ASP, ASP .NET, ASP .NET AJAX - A brief history
Before 1995, creating and maintaining a website was insufferable. You had to go about every bit of changes manually. If you have 40 books, to put out the information of these 40 books, you had to write out 40 pages. Web pages at those times cannot do anything at all except static information display. Those were ancient times in the internet era.
In 1996, at the height of internet bubble, Microsoft released ASP (Active server pages) to dynamically generate htmls, thus joining forces with PHP. PHP was released one year earlier and has become the most popular web development languages. ASP uses vbscript as it is fundation script language.
In 2000, the technology heavy NASDAQ Composite index more than doubled its value a year before. Internet bubble climaxed and soon after bursted at full speed. Around this time, Microsoft quietly (so quiet because it had no idea of its potential and impact) developed XMLHttpRequest as a server side API call. It can be accessed through any browser supporting script language on the client side.
In the midst of reeling from internet company bankranptcies, closing-downs and start-ups, XMLHttpRequest did not make a stir.
In 2001, .NET framework was out. Almost immediately after, Microsoft rolled out ASP .net 1.x, led by Scott Gutherie (dubbed by some as the ASP .NET god). ASP .NET represents a complete breakout from the old web development model, it now shoves every tasks, big or small, to the server. State management? to the server; user management? Post to the server. Every button click, image hover, ... are now heroically handled by the server.
Even god can be imperfect and has to constantly reinvent himself. ASP .net 1.x leaves much to be desired and was met with limited success. So the asp .net team went behind the scene to produce better frameworks and better .net.
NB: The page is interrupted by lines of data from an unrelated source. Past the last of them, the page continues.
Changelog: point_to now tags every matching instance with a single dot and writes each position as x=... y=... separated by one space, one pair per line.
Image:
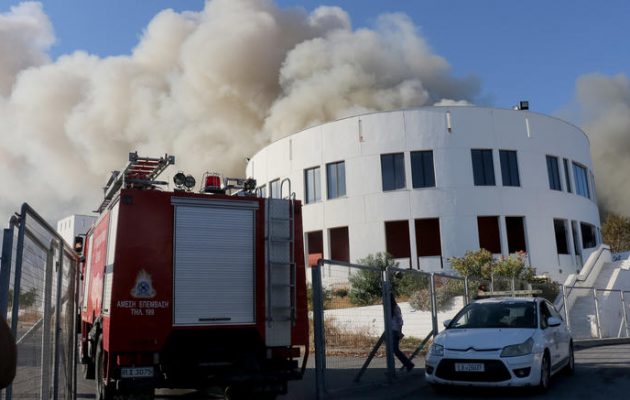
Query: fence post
x=17 y=281
x=566 y=306
x=318 y=330
x=5 y=269
x=57 y=337
x=5 y=272
x=625 y=313
x=46 y=334
x=599 y=327
x=387 y=319
x=466 y=293
x=433 y=305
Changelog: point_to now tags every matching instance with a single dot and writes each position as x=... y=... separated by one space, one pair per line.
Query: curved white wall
x=361 y=140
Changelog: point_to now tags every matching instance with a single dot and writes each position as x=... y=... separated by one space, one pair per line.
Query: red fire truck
x=184 y=289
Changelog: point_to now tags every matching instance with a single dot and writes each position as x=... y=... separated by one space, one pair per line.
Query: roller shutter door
x=214 y=263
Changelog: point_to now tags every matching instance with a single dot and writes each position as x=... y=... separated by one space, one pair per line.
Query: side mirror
x=554 y=321
x=78 y=244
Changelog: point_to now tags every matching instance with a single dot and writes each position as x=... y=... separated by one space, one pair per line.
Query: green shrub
x=445 y=291
x=365 y=284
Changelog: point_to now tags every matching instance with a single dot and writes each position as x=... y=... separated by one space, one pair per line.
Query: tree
x=366 y=284
x=616 y=232
x=475 y=264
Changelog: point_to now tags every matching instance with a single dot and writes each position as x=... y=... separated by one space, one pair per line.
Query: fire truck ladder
x=139 y=172
x=281 y=268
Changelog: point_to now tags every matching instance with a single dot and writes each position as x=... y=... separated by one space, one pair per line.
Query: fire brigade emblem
x=143 y=289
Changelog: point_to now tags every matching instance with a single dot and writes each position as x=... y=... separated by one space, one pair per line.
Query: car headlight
x=518 y=349
x=436 y=350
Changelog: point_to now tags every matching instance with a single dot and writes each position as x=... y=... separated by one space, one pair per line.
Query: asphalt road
x=601 y=373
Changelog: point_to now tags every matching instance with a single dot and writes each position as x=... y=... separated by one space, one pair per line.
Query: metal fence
x=38 y=276
x=597 y=313
x=352 y=338
x=351 y=321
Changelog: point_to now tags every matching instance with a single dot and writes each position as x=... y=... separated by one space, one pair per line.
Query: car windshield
x=496 y=315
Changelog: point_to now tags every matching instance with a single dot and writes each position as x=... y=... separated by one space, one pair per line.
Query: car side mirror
x=78 y=245
x=554 y=321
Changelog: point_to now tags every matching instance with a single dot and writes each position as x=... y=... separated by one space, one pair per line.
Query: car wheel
x=569 y=369
x=545 y=373
x=437 y=388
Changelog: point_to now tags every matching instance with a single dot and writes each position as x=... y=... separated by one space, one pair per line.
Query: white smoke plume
x=211 y=87
x=604 y=109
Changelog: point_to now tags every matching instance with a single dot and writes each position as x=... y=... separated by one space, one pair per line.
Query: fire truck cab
x=184 y=289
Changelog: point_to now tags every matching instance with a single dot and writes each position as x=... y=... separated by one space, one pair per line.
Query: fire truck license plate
x=145 y=372
x=469 y=367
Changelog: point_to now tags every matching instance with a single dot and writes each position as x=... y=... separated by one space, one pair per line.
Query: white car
x=501 y=342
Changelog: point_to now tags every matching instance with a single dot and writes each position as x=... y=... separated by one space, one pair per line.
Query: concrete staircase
x=611 y=280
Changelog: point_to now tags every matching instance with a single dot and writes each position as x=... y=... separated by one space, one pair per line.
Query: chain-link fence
x=37 y=281
x=352 y=321
x=597 y=313
x=352 y=310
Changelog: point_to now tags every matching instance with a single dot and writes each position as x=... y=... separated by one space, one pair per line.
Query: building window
x=393 y=171
x=515 y=227
x=422 y=173
x=312 y=185
x=509 y=168
x=488 y=229
x=315 y=242
x=581 y=180
x=589 y=235
x=567 y=177
x=339 y=244
x=483 y=167
x=554 y=173
x=274 y=189
x=560 y=227
x=397 y=239
x=428 y=240
x=336 y=179
x=262 y=190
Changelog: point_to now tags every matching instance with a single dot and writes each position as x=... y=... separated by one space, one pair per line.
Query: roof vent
x=522 y=105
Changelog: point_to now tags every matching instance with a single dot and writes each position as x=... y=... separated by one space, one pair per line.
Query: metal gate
x=38 y=277
x=352 y=337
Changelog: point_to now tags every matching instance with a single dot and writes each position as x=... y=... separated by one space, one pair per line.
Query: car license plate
x=469 y=367
x=144 y=372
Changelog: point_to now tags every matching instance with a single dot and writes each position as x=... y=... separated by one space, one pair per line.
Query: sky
x=532 y=50
x=84 y=82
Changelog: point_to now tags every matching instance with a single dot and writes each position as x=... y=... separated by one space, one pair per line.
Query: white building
x=74 y=225
x=431 y=183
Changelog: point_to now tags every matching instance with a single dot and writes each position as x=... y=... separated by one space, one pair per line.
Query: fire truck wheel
x=102 y=391
x=232 y=393
x=88 y=370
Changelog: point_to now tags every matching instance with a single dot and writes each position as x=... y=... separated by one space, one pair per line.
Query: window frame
x=556 y=223
x=422 y=169
x=391 y=245
x=336 y=169
x=275 y=184
x=397 y=171
x=579 y=184
x=315 y=184
x=509 y=168
x=483 y=167
x=553 y=173
x=567 y=175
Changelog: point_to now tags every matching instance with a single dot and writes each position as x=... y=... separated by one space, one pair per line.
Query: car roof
x=508 y=300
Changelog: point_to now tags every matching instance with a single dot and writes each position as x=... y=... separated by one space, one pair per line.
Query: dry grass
x=346 y=343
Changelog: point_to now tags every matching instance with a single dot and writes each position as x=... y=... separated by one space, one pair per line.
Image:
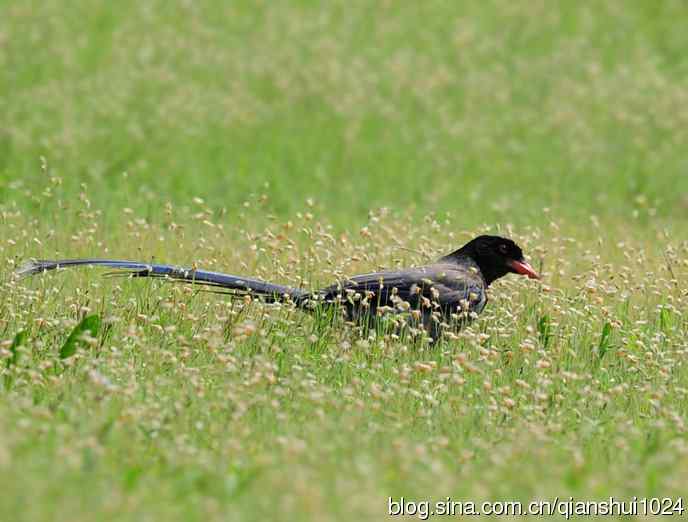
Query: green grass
x=300 y=141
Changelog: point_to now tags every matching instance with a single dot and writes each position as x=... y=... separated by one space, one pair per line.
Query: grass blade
x=89 y=324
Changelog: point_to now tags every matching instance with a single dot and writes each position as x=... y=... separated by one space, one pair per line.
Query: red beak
x=523 y=268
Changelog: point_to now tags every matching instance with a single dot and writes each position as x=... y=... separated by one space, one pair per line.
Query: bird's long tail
x=233 y=284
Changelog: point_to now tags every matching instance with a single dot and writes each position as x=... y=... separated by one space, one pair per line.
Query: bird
x=452 y=291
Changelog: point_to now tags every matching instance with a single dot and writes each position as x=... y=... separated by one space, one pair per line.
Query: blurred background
x=491 y=111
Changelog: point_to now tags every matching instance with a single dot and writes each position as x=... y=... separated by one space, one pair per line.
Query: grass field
x=303 y=141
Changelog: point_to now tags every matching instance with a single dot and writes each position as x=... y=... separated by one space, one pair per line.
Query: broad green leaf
x=89 y=324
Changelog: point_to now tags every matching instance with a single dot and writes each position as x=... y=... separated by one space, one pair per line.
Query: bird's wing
x=445 y=285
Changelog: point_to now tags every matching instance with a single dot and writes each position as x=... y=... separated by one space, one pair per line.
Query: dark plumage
x=451 y=290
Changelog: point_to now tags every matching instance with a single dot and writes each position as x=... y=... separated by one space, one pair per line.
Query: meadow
x=301 y=142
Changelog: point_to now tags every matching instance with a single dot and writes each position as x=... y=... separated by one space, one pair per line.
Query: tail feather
x=236 y=284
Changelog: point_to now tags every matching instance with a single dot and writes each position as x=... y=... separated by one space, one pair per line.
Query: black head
x=495 y=256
In Nov. 2005, ASP .NET 2.0 was rolled out. It is a powerful, powerful web development tool, equipped with many built in systems and tools, master pages, membership and profile systems.
However, during this periods, the gods of the internet have become the free styling, elite Google developers. How they have changed the landscapes and internet cultures.
In 2004, Google released a web mail application GMail, seduced almost everyone with more than 2 gigebytes of storage space. Before that, it released adsense, acquired Blogger, launched google toolbar, covered the world with Google news ... the online world is a Google world, "Google" became an official verb. "Have you googled?" ...
GMail's success owes a great deal of thanks to the once annoymous XMLHttpRequest api invented by Microsoft. By constantly pooling server data from the client side and seamlessly update information, GMail provides fast pleasant user experience.
Google Maps soon followed suit. Google uses XmlHttpRequest brazenly and breathtakingly. Google Maps now the most cherished and widely used product of the world.
The programming world went head over toes about XmlHttpRequest. When AJAX was coined in 2005, it immediately took off.
Now everything on the web has to be AJAX-ed, because we want the world by our fingertips, we want it fast.
Still bathing in the sunshine of success of ASP .NET 2.x, the ASP .NET team was thrown back and and set them to immediate action by the runaway with AJAX of the programming world.
In 2007, after a lengthy test period, Microsoft rolled out ASP .NET AJAX as an extension of ASP .NET 2.0. It does not resemble ASP .NET 2.0 much by extension, though. Spotlight again has shifted from server side classes, controls to client side components and scripts.